|
Teatro dell’Opera di Milano
presenta
Don giovanni
di
W.A. Mozart
Il
viaggio dell’ultima giornata di Don Giovanni prevede
una serie di frapposizioni che lo mettono di fronte
alla sua bulimia sensoriale. La sua capacità di
costruire situazioni favorevoli non prevede
l’ineluttabilità di un fato costruito ad arte dal
genio di Mozart e di Da Ponte. Don Giovanni
viene considerata non a caso l’opera perfetta, dove
anche i sottotesti propri della musica sono
simmetrici allo sviluppo drammaturgico e alle
conseguenze. L’eleganza delle sue azioni e la
disinvoltura con cui esce da tutte le situazioni, lo
rendono ancor più un mito imperscrutabile.
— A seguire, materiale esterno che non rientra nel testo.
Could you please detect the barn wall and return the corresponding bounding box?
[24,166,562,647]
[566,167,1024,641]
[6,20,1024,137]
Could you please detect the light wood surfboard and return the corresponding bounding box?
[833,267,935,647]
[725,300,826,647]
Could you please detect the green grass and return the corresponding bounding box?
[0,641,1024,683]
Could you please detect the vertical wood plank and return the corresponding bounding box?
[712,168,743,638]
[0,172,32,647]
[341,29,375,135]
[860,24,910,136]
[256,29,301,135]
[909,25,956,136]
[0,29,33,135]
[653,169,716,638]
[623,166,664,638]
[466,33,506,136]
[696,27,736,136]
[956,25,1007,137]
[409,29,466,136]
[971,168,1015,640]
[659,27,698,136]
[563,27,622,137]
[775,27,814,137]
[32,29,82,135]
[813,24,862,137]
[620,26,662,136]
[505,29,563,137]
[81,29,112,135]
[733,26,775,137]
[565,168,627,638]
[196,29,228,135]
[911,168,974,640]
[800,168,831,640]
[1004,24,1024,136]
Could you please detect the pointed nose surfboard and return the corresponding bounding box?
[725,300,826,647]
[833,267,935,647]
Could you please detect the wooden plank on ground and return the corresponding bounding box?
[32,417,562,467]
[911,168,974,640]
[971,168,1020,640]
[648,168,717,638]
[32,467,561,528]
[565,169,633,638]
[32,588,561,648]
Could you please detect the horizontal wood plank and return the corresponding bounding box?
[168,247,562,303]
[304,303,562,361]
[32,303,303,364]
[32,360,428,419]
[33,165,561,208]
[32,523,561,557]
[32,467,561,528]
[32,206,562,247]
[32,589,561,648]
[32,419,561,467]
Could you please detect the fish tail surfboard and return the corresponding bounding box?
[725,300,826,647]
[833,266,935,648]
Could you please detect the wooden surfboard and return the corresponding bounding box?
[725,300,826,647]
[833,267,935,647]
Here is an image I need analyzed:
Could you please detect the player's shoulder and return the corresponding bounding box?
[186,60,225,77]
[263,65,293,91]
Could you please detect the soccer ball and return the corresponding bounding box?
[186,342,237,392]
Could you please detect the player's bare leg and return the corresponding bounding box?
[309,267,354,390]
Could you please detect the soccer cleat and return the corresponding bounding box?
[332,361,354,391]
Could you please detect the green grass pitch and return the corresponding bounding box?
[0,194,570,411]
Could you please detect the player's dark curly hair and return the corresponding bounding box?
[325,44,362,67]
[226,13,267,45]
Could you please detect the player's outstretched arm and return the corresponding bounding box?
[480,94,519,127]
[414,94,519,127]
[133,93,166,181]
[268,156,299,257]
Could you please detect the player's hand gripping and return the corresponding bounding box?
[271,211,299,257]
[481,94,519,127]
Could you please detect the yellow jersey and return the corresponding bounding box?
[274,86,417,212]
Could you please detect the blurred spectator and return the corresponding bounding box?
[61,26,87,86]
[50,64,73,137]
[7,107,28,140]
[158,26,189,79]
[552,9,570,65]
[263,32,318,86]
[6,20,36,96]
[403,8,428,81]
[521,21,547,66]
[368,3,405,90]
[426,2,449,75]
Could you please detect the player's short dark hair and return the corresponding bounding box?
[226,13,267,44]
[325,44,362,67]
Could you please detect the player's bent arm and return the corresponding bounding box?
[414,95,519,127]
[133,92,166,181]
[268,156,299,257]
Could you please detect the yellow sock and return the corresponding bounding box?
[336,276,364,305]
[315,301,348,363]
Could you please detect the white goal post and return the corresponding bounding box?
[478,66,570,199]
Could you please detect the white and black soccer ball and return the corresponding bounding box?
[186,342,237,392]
Questo
primo aspetto viene reso da un movimento di scena
flessuoso e una stilizzazione da bella epoque o da
disegno di Ertè. L’altro aspetto è una ultima
giornata a sua disposizione e tutti i segni di una
fine del gioco, una fine non considerata con la
sufficiente razionalità. Leporello è parte
integrante di questo gioco alla marionetta , che ha
, a sua volta in mano una ulteriore marionetta in
gioco di teatro senza fine. Il terzo è quello
onirico del gioco della seduzione e del mondo che
solo in un sogno puo avvenire. A questo ho associato
i colori con tutte le loro valenze . Ogni colore è
un sogno e uno stato d’animo e un ambiente , forse
una sconfitta, forse una vittoria, di sicuro una
emozione che termine con il blu , portatore di pace
, ma anche di assenza Per finire l’ultimo è quello
del mondo inconscio dove i segni e i simboli non si
rendono leggibili ma costuiscono un mondo a se
stante. Questo punto si sviluppa in un mondo fatto
di strutture sceniche lineari, posizioni simboliche
e impietose pose fotografiche. Una tetragonia di
temi e di sviluppiche mostri tutto il meraviglioso
misticismo pagano che ho riscontrato in questa opera.